Wilders, de criança trapaceira ao populista que estremece a Holanda

Imane Rachidi

Em Haia

  • Robin van Lonkhuijsen/ ANP/ AFP

    O político holandês Geert Wilders, líder do Partido para a Liberdade (PVV, extrema-direita)

    O político holandês Geert Wilders, líder do Partido para a Liberdade (PVV, extrema-direita)

Geert Wilders, líder do ultradireitista Partido da Liberdade (PVV), quer revolucionar a Holanda com uma vitória nas eleições de 15 de março e, de quebra, se transformar em um barômetro do populismo na região.
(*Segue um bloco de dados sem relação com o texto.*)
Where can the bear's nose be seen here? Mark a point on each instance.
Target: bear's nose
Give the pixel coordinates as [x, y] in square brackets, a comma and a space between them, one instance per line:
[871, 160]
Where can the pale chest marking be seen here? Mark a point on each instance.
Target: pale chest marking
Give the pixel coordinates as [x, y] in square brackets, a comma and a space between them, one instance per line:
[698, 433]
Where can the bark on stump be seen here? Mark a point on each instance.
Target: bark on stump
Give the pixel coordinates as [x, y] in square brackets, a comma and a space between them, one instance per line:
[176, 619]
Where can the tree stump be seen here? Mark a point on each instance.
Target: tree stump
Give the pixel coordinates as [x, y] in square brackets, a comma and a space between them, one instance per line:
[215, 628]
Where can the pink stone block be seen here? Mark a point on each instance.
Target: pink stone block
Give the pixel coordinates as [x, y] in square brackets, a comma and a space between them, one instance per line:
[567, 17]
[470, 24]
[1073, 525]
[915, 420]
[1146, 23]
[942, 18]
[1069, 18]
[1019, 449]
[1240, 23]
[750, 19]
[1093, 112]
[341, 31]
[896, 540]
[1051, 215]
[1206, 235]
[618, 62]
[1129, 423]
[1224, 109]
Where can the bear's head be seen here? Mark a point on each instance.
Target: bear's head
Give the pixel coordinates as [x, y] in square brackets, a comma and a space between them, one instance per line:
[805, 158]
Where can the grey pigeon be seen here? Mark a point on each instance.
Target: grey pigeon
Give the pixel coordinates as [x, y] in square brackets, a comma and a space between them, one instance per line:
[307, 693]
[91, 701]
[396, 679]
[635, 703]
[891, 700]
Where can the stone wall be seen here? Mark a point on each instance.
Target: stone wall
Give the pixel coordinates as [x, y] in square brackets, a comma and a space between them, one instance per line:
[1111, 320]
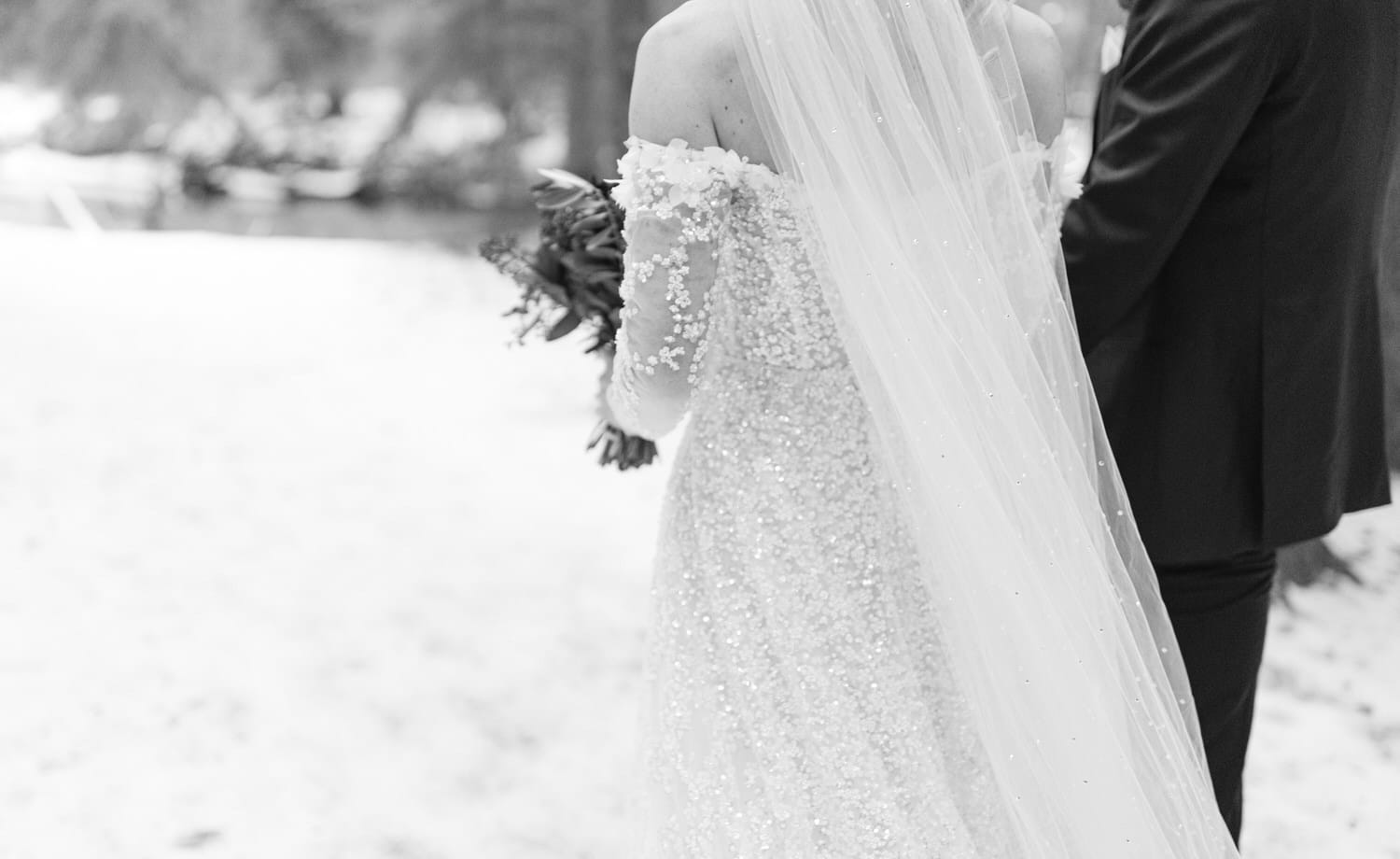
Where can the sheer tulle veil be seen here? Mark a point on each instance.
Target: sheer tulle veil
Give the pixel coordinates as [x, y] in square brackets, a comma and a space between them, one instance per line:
[906, 125]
Wilders pisou pela primeira vez no cenário político em 1990, quando filiou-se ao Partido Popular da Liberdade e Democracia (VVD), formado por uma fusão de dois grupos liberais e progressistas que nada têm a ver com o atual perfil do ultradireitista.
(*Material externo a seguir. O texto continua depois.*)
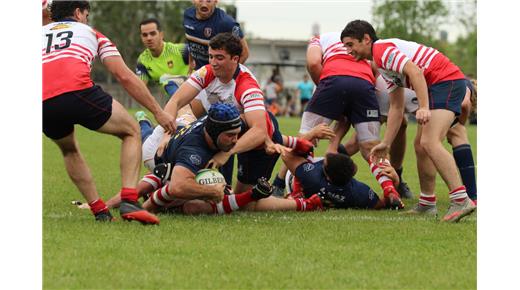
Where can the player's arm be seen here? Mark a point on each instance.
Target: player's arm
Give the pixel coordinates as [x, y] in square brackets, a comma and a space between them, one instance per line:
[245, 51]
[252, 138]
[184, 186]
[416, 77]
[181, 98]
[314, 65]
[138, 90]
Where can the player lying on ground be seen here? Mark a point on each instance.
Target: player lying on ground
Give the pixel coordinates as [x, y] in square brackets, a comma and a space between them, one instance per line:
[457, 136]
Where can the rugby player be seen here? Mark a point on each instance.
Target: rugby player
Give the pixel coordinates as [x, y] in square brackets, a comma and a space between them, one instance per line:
[440, 88]
[225, 80]
[70, 97]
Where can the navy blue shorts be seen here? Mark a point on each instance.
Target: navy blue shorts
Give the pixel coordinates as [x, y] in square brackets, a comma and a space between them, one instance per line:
[338, 96]
[90, 108]
[257, 163]
[447, 95]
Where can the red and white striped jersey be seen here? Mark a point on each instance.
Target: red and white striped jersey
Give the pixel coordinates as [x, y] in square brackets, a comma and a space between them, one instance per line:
[390, 56]
[336, 61]
[243, 91]
[68, 49]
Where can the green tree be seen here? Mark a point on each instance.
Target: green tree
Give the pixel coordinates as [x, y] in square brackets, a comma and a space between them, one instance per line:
[410, 20]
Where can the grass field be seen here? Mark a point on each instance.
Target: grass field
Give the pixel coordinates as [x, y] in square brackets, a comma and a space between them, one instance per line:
[333, 249]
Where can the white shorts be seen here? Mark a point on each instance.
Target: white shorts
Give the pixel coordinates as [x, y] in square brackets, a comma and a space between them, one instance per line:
[150, 146]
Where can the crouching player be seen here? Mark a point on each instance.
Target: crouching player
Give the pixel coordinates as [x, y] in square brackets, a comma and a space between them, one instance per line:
[332, 178]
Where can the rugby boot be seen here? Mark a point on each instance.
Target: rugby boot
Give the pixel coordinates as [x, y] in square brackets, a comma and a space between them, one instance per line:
[262, 189]
[404, 190]
[134, 211]
[163, 171]
[278, 191]
[393, 200]
[419, 209]
[314, 203]
[458, 210]
[104, 216]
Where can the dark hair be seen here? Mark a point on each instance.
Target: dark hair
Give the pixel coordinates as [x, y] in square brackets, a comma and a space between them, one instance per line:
[357, 29]
[62, 9]
[151, 20]
[227, 41]
[339, 168]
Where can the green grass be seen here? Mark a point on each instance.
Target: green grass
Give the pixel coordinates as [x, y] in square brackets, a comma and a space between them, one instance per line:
[333, 249]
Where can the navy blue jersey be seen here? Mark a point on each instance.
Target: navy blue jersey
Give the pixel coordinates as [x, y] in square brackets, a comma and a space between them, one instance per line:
[188, 148]
[354, 194]
[199, 32]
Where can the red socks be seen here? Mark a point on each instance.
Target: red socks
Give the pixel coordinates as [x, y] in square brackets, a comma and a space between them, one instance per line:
[129, 194]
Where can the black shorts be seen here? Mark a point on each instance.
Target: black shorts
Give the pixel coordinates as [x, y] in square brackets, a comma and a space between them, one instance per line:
[90, 108]
[337, 96]
[447, 95]
[257, 163]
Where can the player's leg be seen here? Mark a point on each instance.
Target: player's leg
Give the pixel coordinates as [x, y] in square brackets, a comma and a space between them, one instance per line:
[397, 151]
[447, 98]
[458, 138]
[79, 173]
[123, 126]
[427, 172]
[463, 155]
[364, 114]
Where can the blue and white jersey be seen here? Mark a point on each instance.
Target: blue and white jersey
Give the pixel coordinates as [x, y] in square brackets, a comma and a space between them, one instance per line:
[188, 148]
[199, 32]
[354, 194]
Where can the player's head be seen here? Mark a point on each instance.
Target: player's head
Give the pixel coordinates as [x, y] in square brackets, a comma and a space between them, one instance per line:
[358, 37]
[223, 125]
[224, 53]
[77, 10]
[151, 33]
[204, 8]
[339, 168]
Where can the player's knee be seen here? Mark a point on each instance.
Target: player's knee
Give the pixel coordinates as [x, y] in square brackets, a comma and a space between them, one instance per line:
[192, 208]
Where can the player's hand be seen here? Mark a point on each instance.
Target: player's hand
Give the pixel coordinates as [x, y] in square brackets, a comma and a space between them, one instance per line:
[423, 116]
[218, 160]
[273, 148]
[220, 190]
[322, 131]
[166, 121]
[378, 152]
[162, 145]
[388, 171]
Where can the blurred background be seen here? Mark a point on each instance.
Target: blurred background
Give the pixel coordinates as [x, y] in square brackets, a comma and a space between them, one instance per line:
[277, 33]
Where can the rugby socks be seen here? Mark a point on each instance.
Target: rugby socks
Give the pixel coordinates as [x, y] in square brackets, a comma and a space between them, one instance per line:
[98, 206]
[386, 183]
[153, 180]
[161, 197]
[309, 204]
[458, 194]
[399, 172]
[278, 182]
[427, 200]
[232, 202]
[464, 159]
[129, 194]
[300, 146]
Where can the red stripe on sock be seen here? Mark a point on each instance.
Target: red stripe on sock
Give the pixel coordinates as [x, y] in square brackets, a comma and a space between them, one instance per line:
[98, 206]
[129, 194]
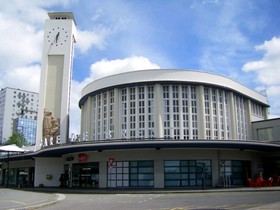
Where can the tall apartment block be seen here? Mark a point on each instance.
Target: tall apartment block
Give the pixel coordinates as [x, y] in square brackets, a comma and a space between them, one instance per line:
[20, 106]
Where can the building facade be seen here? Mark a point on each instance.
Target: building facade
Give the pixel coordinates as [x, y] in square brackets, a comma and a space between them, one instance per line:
[56, 73]
[173, 104]
[164, 128]
[14, 104]
[27, 127]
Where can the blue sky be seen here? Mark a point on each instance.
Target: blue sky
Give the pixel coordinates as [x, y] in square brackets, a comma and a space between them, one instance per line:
[235, 38]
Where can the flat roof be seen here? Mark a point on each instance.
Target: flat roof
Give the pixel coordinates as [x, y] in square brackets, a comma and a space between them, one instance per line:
[68, 15]
[75, 147]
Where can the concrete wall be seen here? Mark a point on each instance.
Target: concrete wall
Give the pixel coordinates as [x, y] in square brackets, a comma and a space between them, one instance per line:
[48, 166]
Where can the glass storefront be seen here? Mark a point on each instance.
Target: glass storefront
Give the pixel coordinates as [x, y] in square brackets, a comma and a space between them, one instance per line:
[187, 173]
[85, 175]
[234, 172]
[131, 174]
[20, 177]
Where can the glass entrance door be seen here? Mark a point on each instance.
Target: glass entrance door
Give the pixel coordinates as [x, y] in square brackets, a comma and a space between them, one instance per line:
[85, 175]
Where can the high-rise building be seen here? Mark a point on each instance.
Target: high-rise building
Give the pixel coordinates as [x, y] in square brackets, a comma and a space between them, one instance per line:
[27, 127]
[15, 103]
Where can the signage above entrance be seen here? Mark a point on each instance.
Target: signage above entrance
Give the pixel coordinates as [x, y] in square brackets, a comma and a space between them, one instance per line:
[83, 158]
[111, 161]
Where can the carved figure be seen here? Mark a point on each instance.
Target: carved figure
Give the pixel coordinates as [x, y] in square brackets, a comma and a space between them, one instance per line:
[51, 128]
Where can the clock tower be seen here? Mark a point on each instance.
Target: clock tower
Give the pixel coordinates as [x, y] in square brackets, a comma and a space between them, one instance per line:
[54, 97]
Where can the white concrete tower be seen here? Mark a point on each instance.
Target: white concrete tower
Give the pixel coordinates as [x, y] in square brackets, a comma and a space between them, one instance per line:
[54, 97]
O político passou oito anos escrevendo discursos para os líderes do VVD, antes de incorporar-se ao parlamento como deputado. Em 2004, rejeitou a solicitação de adesão da Turquia à União Europeia (UE), abandonou o VVD e se tornou um político independente.
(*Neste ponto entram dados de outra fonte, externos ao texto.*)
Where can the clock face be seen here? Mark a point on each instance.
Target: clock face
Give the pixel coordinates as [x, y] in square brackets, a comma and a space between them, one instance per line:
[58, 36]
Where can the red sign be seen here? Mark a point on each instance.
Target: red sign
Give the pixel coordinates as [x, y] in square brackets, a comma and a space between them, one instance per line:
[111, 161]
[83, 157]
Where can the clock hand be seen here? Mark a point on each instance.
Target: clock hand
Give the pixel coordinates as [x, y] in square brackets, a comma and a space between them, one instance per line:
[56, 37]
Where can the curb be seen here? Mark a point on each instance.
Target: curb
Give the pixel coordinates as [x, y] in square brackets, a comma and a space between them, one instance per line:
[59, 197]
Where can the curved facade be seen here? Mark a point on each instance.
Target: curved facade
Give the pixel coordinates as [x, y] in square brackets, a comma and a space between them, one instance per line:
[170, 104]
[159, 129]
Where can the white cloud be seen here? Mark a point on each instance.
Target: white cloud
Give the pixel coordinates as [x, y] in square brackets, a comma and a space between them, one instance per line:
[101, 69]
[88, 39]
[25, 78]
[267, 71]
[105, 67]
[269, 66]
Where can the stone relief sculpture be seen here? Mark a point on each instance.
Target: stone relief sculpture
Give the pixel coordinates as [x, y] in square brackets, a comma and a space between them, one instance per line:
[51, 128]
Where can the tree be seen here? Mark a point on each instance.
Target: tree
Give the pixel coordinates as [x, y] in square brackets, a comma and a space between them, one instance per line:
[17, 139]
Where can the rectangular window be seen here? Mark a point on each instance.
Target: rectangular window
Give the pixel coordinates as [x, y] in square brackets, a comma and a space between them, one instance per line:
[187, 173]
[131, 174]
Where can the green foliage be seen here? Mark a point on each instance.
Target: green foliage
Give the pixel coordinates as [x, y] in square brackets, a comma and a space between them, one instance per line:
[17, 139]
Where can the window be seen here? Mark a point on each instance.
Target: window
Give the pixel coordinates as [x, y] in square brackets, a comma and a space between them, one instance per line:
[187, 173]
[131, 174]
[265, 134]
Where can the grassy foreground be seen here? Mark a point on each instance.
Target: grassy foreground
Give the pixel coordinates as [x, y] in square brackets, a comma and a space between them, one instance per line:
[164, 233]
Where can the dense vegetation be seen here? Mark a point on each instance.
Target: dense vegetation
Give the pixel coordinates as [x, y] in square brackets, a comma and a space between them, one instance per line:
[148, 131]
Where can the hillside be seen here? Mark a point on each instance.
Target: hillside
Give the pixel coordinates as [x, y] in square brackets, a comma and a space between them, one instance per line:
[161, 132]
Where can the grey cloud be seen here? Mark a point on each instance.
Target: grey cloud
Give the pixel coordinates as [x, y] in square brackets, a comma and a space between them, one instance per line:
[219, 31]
Wilders fundou o Partido da Liberdade (PVV) em 2006 e, desde então, conseguiu somar votos com mensagens contrárias ao islã, à UE e à imigração. Sua linguagem contra o islã fez com que em dezembro do ano passado um tribunal holandês lhe condenasse por incitar a discriminação, após insultar um grupo de marroquinos.

A batalha contra o islã inclui a proibição do Corão, o restabelecimento dos controles fronteiriços e as críticas à "falta de igualdade" entre sexos nessa religião, o que lhe levou a um bate-boca público com a própria rainha Beatrix quando esta usou um véu em uma mesquita de Omã.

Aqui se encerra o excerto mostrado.